A simpler, straightforward demand that the spending bill maintains current funding levels and requires the President to spend the money is less likely to end with a Democratic cave. Already, Republicans, feeling the burden of holding the majority, appear prepared to accept that the bill won’t involve cuts. Politico reported on Friday that “GOP leaders are now privately considering a continuing resolution to fund the government at current levels through the end of the fiscal year, along with wildfire aid and other provisions, according to a person familiar with the matter who was granted anonymity to speak candidly.”
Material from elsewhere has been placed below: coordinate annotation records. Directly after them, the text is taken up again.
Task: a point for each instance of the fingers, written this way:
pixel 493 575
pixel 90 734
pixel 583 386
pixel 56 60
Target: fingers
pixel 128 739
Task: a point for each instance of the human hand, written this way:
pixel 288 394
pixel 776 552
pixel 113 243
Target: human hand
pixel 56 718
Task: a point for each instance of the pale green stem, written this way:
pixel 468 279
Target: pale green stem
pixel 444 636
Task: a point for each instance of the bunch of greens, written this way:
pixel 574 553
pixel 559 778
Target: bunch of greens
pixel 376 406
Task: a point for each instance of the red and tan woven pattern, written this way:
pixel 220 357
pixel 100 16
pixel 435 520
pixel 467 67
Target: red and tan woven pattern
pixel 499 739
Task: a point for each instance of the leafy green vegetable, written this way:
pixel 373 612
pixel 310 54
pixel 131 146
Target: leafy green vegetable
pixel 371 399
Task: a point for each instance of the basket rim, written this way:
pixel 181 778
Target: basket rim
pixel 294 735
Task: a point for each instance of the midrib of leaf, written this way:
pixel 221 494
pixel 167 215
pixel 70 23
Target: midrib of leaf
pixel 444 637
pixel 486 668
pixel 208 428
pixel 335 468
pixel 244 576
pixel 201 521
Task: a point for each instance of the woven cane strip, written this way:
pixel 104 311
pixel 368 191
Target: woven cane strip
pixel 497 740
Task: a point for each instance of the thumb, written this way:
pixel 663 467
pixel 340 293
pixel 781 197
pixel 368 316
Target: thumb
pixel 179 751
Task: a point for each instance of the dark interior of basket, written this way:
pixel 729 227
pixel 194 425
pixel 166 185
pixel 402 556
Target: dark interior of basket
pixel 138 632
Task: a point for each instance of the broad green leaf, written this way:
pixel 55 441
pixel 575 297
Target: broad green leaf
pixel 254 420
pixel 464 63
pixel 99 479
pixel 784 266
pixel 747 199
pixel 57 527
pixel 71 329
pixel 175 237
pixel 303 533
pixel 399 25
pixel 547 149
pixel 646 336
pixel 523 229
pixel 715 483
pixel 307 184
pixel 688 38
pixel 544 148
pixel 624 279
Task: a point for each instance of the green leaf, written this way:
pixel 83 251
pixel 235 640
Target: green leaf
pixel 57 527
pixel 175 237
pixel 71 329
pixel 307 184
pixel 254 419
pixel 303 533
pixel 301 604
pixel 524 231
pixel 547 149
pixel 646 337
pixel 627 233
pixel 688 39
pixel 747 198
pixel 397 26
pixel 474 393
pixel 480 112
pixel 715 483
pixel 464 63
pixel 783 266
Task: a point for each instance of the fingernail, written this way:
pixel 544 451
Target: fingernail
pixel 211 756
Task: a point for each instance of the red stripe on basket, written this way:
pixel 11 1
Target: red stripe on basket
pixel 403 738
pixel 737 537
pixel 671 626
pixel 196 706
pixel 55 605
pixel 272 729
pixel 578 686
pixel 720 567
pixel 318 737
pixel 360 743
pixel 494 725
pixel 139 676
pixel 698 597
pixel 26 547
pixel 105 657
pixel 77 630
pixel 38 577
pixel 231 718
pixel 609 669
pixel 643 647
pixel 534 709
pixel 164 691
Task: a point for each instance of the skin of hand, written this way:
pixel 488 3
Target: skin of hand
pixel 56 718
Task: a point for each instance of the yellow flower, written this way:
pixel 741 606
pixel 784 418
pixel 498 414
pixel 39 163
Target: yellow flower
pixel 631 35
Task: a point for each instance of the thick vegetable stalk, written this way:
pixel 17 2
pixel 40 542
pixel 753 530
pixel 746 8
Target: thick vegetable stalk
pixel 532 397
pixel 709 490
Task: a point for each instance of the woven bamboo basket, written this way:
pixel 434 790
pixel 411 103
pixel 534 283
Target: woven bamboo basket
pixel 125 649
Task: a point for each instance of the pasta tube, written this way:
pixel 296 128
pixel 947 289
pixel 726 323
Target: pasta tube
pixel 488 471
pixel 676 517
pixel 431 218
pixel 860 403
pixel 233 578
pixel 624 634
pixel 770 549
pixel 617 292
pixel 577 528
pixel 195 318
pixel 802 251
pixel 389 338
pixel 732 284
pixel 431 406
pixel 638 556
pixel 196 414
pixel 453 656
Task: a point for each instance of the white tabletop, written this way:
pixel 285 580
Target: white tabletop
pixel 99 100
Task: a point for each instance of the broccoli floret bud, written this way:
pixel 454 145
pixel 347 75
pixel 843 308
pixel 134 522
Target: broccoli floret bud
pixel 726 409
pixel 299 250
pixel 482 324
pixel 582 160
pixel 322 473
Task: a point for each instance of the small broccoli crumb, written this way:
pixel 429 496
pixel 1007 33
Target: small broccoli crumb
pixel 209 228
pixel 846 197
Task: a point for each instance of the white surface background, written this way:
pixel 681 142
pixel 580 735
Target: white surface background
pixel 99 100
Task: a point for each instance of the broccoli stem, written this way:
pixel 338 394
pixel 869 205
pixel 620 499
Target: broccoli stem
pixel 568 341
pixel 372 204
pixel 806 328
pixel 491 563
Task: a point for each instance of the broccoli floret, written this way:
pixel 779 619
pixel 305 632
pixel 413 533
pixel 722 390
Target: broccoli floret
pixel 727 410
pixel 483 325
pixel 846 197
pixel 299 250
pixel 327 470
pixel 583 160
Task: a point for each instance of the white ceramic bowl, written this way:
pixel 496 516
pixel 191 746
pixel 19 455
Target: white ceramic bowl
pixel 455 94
Republican leaders are probably willing to skip any cuts in a bill that funds the government for the next six months. The massive reductions they want over a longer timeframe can come soon enough through a partisan reconciliation bill. However, the reconciliation process will likely require overcoming considerable intra-party infighting. Recall when a fractured GOP in 2017 failed to pass a reconciliation bill that repealed the Affordable Care Act and when Democrats couldn’t bring along Joe Manchin on their multi-faceted “Build Back Better” reconciliation bill.
Tensions within the Republican Party are already bubbling up about the extreme cuts that are in the queue. “It’s far from clear that House Republicans will be unified once the budget resolution hits the floor,” reports Roll Call, because “conservatives have expressed concern about raising the debt limit by $4 trillion, as the resolution would allow, while centrists in the party were already chafing at the proposal’s spending cuts” which include “cuts to Medicaid and the Supplemental Nutrition Assistance Program, previously known as food stamps, as well as benefits relied on by veterans and seniors.”
Democrats will be in a great position to exploit such Republican infighting, as well as trash any final reconciliation bill once the infighting is resolved, if they don’t stumble into a government shutdown with excess demands, turning the political spotlight away from Republican shenanigans and, instead, burning themselves.